Making a collage of moments
Later, she begins piecing together various glimmers that she intuitively senses belong together. In the process, she avoids the logical mind or trying to figure out or explain what the glimmers mean or why they belong together. Rather she approaches the process like collage, trusting her instincts and trusting her reader to draw connections to seemingly disparate events that may be far apart in time.
If she comes to a place in the writing where she needs a particular type of glimmer, she’ll do a word search on her computer for “ice” or “mother” or “inadequacy” or whatever it is she feels might fit with what she’s working on.
She lets the glimmers play off of and illuminate one another in surprising and interesting ways.
Giving the work a shape
For a book-length work, Houston chooses a form as a way to bring structure and coherence to her intuitive creative process.
For Deep Creek, the form she chose was a 12-sided Rubik’s cube.
The book is in 12 sections divided by short “Ranch Almanac” entries that follow the seasons in order. Each section, like the side of a Rubik’s cube, is made up of multiple glimmers pieced together like a quilt.
The glimmers are not chronological, but jump from her childhood to various points in her life to tales of ranch life. The pairings have intuitive, emotional resonance and also provide welcome contrasts and variety in the narrative.
Sensory detail for empaths and dreamers
Specific sensory details of smell, sound, taste, touch, sight, when vividly described, are what bring writing alive and draw the reader into a piece. They are a vital part of the art and craft of writing. Houston stressed this point in her workshop.
I know this. I teach this. But, as someone who experiences life through my inner experience, my feelings and intuitions, as someone who has always found the imaginal world and the unseen world, the world of spirits and dreams, to be more real and vibrant than the physical world, I struggle mightily with this in my writing.
So I practice. I practice waking up to the sensory world, noticing, paying attention, and describing. And it’s hard work for me.
As artists, we need to practice to strengthen our weaknesses, especially when those weak areas are vital to our art form. We need to keep learning and growing and expanding our capacities and our palette of possibilities.
But we also want to keep the process feeling good and build on our unique strengths. In this way, we find our unique voice and will keep wanting to return to our art. And our joy in making will infuse our art.
So, when I get tired or discouraged from practicing describing the physical world, I go back to my strengths as a writer. I describe my interior landscape. I practice capturing the ineffable. I let myself muse on the philosophical. I make unusual, musical pairings of words, summon beauty and wonder with language, create a kind of word magic, spell-casting.
What troubled me
What troubled me in Pam Houston’s workshop was not her methods, which were fascinating and useful. And noteworthy too because, if you study the methods of writers as I have, you will find an astonishing variety of approaches. There is no one right way to write a story, poem, essay or book.

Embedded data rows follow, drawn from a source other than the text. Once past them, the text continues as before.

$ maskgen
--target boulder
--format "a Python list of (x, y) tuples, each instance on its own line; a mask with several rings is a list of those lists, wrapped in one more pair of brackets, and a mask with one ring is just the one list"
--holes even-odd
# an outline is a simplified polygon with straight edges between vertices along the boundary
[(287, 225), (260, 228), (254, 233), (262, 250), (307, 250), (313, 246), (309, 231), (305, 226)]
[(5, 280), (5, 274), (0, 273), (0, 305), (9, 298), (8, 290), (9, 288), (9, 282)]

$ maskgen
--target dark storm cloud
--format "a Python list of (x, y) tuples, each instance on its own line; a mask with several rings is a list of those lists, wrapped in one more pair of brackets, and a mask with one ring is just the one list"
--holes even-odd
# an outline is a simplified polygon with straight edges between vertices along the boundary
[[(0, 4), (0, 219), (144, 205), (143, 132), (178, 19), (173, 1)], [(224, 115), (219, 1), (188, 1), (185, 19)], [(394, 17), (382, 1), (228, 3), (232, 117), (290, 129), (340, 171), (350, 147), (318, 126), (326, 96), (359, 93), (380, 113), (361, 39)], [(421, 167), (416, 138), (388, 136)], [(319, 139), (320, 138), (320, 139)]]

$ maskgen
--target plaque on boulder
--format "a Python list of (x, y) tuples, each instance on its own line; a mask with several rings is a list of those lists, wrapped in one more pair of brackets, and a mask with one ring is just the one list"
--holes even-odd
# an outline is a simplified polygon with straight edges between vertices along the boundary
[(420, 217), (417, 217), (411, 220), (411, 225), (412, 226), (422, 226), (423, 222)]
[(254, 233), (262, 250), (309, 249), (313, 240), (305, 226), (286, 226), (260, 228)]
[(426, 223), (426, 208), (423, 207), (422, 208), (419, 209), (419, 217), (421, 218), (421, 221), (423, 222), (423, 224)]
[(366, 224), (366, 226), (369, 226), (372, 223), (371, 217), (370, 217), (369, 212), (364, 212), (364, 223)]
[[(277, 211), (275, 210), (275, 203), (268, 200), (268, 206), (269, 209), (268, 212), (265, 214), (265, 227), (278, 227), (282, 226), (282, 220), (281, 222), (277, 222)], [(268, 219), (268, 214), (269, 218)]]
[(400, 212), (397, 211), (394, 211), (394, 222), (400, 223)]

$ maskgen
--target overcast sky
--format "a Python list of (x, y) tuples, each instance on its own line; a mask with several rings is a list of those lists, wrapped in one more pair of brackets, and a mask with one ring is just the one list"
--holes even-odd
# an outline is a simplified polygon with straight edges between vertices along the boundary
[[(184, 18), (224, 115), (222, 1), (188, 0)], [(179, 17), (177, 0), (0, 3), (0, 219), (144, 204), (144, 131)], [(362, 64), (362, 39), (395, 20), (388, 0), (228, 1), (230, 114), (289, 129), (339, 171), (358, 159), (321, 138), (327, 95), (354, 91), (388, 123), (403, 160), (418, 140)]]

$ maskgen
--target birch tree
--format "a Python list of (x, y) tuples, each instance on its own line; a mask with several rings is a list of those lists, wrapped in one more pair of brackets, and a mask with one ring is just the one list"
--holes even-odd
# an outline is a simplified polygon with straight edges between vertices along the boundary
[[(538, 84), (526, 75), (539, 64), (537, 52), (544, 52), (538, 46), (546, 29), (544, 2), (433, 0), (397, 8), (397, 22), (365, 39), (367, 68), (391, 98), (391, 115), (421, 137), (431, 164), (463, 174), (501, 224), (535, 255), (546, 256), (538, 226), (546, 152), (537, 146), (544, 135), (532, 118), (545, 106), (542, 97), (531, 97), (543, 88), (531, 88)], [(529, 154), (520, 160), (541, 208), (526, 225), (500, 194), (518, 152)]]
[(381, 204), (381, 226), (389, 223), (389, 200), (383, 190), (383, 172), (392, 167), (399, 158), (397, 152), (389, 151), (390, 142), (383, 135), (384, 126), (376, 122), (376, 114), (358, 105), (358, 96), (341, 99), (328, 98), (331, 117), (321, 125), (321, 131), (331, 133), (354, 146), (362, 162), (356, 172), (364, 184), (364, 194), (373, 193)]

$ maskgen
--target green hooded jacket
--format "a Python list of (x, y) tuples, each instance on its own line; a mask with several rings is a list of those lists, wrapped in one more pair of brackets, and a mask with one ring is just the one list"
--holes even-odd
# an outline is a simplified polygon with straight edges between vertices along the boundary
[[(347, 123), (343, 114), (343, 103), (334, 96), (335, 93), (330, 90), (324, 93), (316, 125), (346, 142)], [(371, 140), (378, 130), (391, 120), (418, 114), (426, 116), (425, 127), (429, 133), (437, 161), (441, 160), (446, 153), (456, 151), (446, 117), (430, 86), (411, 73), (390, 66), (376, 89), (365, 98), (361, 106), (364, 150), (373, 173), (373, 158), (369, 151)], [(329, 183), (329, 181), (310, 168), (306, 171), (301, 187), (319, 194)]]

What bothered me was that she emphasized what hard work writing is, how painful it is. She even said, if it isn’t painful, you aren’t doing it right.
I understand that she was pointing to being willing to delve into what’s uncomfortable and vulnerable and to bring that to the page. I agree this is important.
I understand, too, the importance of revising one’s work over and over to make it the best it can be, and how hard that process of revision can be at times, though I love revising.
The missing piece
But, I make my living teaching writers and artists of all kinds how to have more ease, grace and wonder in the process of creation, to step into that inspired state known as flow, and to enjoy it!
I get so tired of how writers, in particular, love to complain about how hard and painful it is to write.
Do dancers and musicians do this too? I haven’t heard it nearly as much in those realms. More often, I hear musicians and dancers talk about our love of the art form, our love of doing it. Why should it be any different for writers?
Yes, parts of the creative process are incredibly hard. They require us to stretch, to meet our fears, our doubts, our pain and insecurity, to be vulnerable and risk, to work hard to get something right that isn’t coming out.
At times, we meet disappointments and rejections. We come up against our own maddening limitations again and again.
But that isn’t the whole process.
Remember the joy and play
I left Pam Houston’s workshop wondering why writers have this habit of complaining about how hard writing is. I think part of it is because the dominant culture values work, not play. If we make it sound like hard work—and it is that too—then we can validate it.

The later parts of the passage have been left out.